With the warming climate, we should expect a change in weather-related disasters. Fewer cold snaps and stronger heat waves are the obvious items we’ll see. But we should also see more intense storms, as a warmer atmosphere can hold more water vapor, while droughts may intensify in areas where rain was already sparse, as the heat bakes water out of the soil.
All that suggests that the costs of weather disasters will be different, but not necessarily better or worse. And researchers who have tried to study the topic have come up with very mixed results: some show an upwards trend in the cost of natural disasters, while others fiercely dispute these analyses. Now, a new study suggests a possible reason for this: while the average damage caused by disasters is staying relatively stable, the most extreme events are increasing rapidly. But, in a small bit of consolation, the human costs may be dropping.
A confused literature
It might seem that analyzing the cost of weather disasters would be simple things: identify them, total the cost, and see if there’s a trend over time in the warming world. But the reality is that these things are fiendishly complex. One complication is obvious: offsetting effects. Heat waves are going up in a warming world, but cold snaps are dropping. If these have offsetting costs, then you could see no effect even as the dynamics shift.
Geography can also average out real changes. For example, the Western US is getting drier, raising the risk of drought, while the northeastern part of the country is seeing more intense rainfall. If you look at the country as a whole, these effects can make it appear as if there were no change despite both regions having more climate-related problems.
Another complicating factor is that extreme weather is, by its nature, rare and erratic. For example, the US recently went through a multi-year period where no hurricanes made landfall, which would have skewed any disaster trends based on recent data. Finally, there’s the fact that we alter our own behavior, in some cases in response to disasters. So, that can mean more (or more valuable) property in the path of potential weather disasters. But it can also mean that hurricanes alter building codes, while wildfires change how we handle brush clearance and even whether we provide electricity. It’s entirely possible that having one disaster could reduce the damage by an equivalent one that struck afterwards, given that we’ve changed in response to the first.
All of this has left the disaster literature a bit of a mess. Some papers find trends, others don’t, and yet others find that there’s simply not enough data to provide a signal that rises above the statistical noise.

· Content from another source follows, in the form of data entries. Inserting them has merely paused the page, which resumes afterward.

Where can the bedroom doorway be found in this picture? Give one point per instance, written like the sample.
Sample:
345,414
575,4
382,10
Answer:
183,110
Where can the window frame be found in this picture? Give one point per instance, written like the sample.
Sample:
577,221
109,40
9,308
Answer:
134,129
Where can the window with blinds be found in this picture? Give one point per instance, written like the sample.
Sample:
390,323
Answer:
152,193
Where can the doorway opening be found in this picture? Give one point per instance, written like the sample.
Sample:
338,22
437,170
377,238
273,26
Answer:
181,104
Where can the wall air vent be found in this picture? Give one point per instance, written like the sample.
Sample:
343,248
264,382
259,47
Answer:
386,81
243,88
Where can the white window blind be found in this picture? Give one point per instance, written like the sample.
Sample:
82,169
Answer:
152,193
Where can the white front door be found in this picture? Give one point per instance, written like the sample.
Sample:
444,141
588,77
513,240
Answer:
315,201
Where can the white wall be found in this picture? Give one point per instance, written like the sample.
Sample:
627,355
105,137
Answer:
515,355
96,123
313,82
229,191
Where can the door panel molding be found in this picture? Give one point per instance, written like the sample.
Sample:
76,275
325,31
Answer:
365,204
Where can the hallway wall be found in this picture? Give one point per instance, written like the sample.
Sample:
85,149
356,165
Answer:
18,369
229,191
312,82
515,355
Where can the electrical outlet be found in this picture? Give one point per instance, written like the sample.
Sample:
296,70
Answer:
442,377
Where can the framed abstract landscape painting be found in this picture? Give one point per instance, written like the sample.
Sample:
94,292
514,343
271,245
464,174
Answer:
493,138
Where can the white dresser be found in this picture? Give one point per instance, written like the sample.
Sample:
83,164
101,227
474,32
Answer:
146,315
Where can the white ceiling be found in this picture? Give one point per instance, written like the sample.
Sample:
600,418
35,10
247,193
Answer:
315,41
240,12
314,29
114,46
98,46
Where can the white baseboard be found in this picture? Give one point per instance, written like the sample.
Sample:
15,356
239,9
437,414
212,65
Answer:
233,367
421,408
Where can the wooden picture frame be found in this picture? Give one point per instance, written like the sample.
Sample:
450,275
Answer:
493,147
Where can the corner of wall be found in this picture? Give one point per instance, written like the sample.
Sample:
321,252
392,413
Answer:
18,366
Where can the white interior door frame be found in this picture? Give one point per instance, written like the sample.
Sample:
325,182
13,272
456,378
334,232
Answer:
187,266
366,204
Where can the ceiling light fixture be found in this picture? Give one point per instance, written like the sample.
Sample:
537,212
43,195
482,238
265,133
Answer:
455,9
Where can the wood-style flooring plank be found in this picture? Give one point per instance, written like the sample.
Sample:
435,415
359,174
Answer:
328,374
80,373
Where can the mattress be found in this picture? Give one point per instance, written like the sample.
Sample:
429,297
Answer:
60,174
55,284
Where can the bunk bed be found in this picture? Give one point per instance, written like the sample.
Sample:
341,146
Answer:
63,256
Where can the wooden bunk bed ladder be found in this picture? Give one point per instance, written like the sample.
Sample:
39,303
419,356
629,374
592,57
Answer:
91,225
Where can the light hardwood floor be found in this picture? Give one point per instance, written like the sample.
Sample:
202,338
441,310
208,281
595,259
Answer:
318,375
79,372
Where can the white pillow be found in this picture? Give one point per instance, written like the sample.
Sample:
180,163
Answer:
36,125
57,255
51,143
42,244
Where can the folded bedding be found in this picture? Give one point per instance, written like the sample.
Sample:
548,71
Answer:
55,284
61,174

The researchers behind the new work took a slightly different approach to doing the analysis, one that’s easiest to understand using a diagram from the paper.
The work tests whether damages behave like the upwards curve of the black line in the main graph. If so, then as impact of a stressor—rising temperatures, shown in red at the bottom of the graph—increases, the potential for damage rises in a non-linear manner. If this is the case, we’d expect to see two things. As shown to the left of the graph, the blue curve of existing damages would shift upwards, creating a red bulge that still encompass most of the normal range of events, but has more of the high-damage events. And, as shown in the inset, you’d also start to see damages of a magnitude that simply hadn’t occurred previously.

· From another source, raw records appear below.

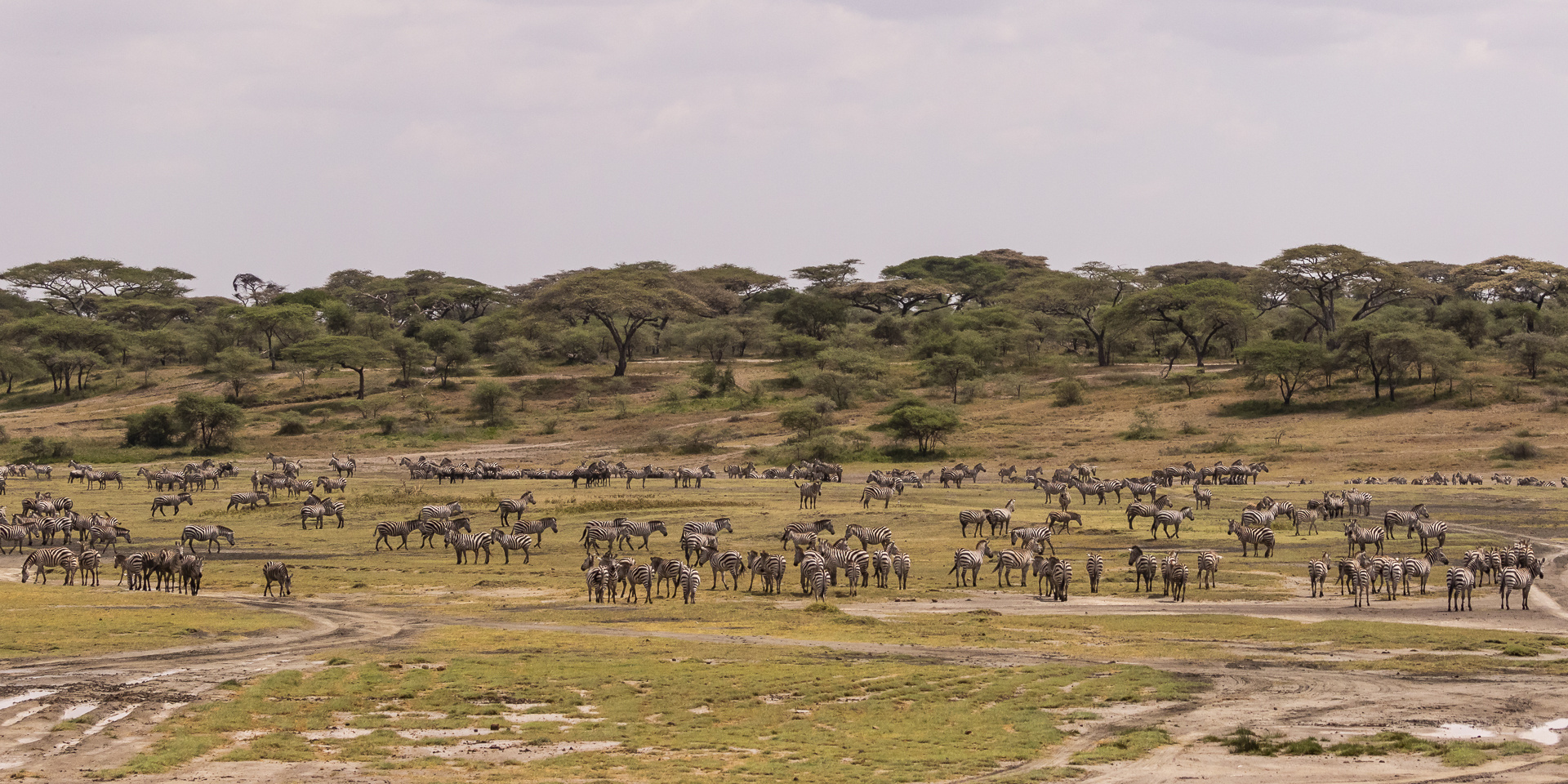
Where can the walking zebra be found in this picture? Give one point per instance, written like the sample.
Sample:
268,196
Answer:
1254,537
874,492
46,559
1365,535
1429,530
1169,519
207,533
511,541
1208,568
158,504
509,507
1317,576
1143,568
969,562
867,535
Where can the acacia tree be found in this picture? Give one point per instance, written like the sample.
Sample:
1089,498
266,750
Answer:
623,300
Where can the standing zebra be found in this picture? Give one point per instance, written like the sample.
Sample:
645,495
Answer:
158,504
874,492
276,572
207,533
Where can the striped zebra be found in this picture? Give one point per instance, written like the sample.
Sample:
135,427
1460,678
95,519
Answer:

In this view, the average damages would only change slowly, since prior and present probability curves on the left of the graph overlap so much. But you’d see more of the most-damaging events and a few that had never been seen before.

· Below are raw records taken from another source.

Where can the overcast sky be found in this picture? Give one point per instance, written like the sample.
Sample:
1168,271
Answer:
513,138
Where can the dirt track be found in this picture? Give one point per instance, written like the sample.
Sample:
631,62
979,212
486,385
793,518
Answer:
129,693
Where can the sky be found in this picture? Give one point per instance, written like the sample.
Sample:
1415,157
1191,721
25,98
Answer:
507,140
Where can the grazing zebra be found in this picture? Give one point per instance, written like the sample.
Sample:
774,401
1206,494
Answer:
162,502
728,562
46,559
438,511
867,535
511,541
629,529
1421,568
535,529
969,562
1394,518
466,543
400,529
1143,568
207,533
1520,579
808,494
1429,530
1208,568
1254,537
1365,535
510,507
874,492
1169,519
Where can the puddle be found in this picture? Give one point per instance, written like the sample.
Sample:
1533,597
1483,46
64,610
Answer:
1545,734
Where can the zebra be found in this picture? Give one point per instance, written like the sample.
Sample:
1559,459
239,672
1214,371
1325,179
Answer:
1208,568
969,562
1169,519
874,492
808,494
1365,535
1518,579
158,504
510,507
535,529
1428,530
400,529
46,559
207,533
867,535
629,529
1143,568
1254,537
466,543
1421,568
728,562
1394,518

To look into this, the researchers developed a model that takes into account the cost of disasters, as well as the frequency with which disasters of a given cost take place. They then examined whether this was changing over time. One way to think about this is that you can figure out damages from the costliest disasters from the 1960s, and then see if there were more disasters in this cost range in the 2000s. Or you could also see if the number of disasters that were even more expensive went up over time.
Obviously, the researchers had to control for a variety of factors, like population size and GDP of the areas affected by disasters, as wealthier societies have more value at risk. But they also examined whether the climate zone—tropical vs. temperate vs. polar—made a difference.
The good news
What they found matched up well with their predictions. While there was little change in the median cost of a disaster, the frequency of the most expensive disasters grew dramatically over time. In the authors’ phrasing, the curve that describes disaster frequency grew a “fat tail” among the most expensive disasters. “Such results indicate that the economic impacts of natural disasters are indeed growing, but not at all scales,” they argue.
But there is some good news here. The authors repeated the analysis using human deaths as the measure, rather than economic impact, and found the opposite trend: the human cost has gone down, primarily due to a dramatic decrease in the deaths due to severe droughts. There was, however, a steady increase in the number of people killed by extreme heat events, so they caution that this could wipe out the good news if temperature rises continue unabated.
There’s no reason to think that these results will put an end to arguments about whether climate change is increasing the risk or cost of natural disasters. The topic is far too complicated, and any analysis is going to be limited by the questions it asks and its choices regarding how those are asked. And those limitations definitely apply to this study. There simply aren’t many natural disasters that are at the extreme end in terms of cost, so to get any sort of statistical significance, the researchers had to lump together droughts, heat waves, and other events that aren’t very closely related.
But the study’s valuable in that it suggests a number of interesting questions. Costly disasters in the tropics didn’t increase as much as they did in temperate regions—why’s that? What’s changed that’s caused droughts to be so much less deadly? Getting answers to questions like these could potentially help us plan for the steadily rising temperatures we’re expected to see this century.